Патриотизм, большая терпимость, антифашизм — все эти компоненты политики СССР вызывали отклик и далеко за его пределами. Они углубили, в частности, уже существовавшее размежевание в русской послереволюционной эмиграции, насчитывавшей еще около /162/ миллиона человек, из которых 400 тысяч — во Франции. Немцам удалось завербовать к себе на службу лишь меньшую часть эмигрантов, самых оголтелых и готовых на все ради мести. Среди известных имен наиболее примечательными были казачьи атаманы Краснов (тот самый, что пытался захватить Петроград в октябре 1917 г.) и Шкуро; в конце войны оба были взяты в плен в Австрии[18]. Другая часть эмиграции встала на сторону союзников, правда сохранив свои решительно антисоветские убеждения (например, Деникин). Другие же во имя спасения России и движимые национальной гордостью за проявленную ею стойкость примкнули к «советским патриотам», хотя и не пошли так далеко, чтобы выразить свою поддержку московскому правительству. Среди этой части эмиграции были и деятели первой величины, такие, как писатель Бунин, философ Бердяев, кадеты Милюков и Маклаков, меньшевик Дан. Наконец, часть эмигрантов, особенно молодого поколения, признала в конце концов и советскую cистему. Большое число эмигрантов сражались в рядах Сопротивления во Франции и других странах[19].
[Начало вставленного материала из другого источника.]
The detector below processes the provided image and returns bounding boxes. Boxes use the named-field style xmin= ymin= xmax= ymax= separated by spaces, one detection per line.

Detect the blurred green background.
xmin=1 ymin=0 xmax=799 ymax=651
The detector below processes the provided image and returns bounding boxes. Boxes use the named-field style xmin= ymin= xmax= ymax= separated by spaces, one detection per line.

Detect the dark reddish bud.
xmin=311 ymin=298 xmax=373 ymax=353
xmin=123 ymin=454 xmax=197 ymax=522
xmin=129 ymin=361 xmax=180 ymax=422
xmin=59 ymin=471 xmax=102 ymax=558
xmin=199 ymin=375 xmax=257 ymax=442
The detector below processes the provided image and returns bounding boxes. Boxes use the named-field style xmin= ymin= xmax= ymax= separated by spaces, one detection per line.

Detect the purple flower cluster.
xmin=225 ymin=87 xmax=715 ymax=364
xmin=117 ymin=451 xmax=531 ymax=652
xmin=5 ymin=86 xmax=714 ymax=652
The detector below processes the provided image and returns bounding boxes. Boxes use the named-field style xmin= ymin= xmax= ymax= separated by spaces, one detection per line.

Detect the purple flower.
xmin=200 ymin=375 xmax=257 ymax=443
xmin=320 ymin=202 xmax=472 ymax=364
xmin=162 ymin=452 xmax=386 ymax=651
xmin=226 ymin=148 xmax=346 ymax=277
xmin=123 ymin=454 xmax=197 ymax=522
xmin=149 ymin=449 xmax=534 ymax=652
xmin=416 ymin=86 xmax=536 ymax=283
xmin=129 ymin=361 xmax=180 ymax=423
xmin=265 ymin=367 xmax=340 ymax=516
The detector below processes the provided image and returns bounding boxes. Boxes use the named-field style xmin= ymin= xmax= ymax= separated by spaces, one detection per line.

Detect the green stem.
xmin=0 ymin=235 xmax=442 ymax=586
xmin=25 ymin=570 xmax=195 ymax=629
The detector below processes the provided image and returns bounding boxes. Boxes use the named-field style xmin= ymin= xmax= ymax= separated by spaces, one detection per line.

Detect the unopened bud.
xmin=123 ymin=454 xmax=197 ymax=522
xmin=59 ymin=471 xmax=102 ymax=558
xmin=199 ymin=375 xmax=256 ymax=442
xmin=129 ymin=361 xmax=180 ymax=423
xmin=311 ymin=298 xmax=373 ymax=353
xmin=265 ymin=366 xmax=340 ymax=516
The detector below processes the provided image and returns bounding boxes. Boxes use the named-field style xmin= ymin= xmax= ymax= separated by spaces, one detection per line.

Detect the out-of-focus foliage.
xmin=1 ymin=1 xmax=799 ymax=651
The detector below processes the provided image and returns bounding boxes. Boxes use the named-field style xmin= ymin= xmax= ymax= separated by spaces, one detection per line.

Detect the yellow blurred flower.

Широкая поддержка, завоеванная сталинским руководством во время войны, не означает, что у всех исчезли невысказанные оговорки или скрытая враждебность по отношению к его деятельности. Напротив, наиболее искренние свидетельства сообщают нам, что такие мысли и чувства сохранялись даже у людей, мужественно сражавшихся на фронте и уже тогда понимавших, что главной причиной первых поражений были именно изъяны внутреннего свойства. Но и оговорки, и враждебность, отодвинутые в сторону перед лицом внешней опасности, сопровождались надеждой на то, что война и ее победоносное окончание многое изменят и жизнь станет «лучше, чище, справедливей»[20]. Сталинский курс на национальное единство не простирался, однако, так далеко, чтобы были открыты ворота концлагерей для политзаключенных, включая коммунистов. Между тем даже в местах заключения наблюдался патриотический порыв, выражавшийся в многочисленных просьбах отправки на фронт, чтобы с оружием в руках доказать свою лояльность. При этом авторы заявлений понимали, что это означает попасть в штрафные батальоны, которые бросали в самые отчаянные дела и из которых почти не было возможности выйти живым[21]. Но и это право заслужить прощение было предоставлено лишь немногим. Дочь одного из арестованных, юная московская девушка, погибшая в 1941 г. при выполнении секретного задания во вражеском тылу, оставила в своем дневнике такое «завещание»: «Живу одной мыслью: может быть, мой подвиг спасет отца»[22].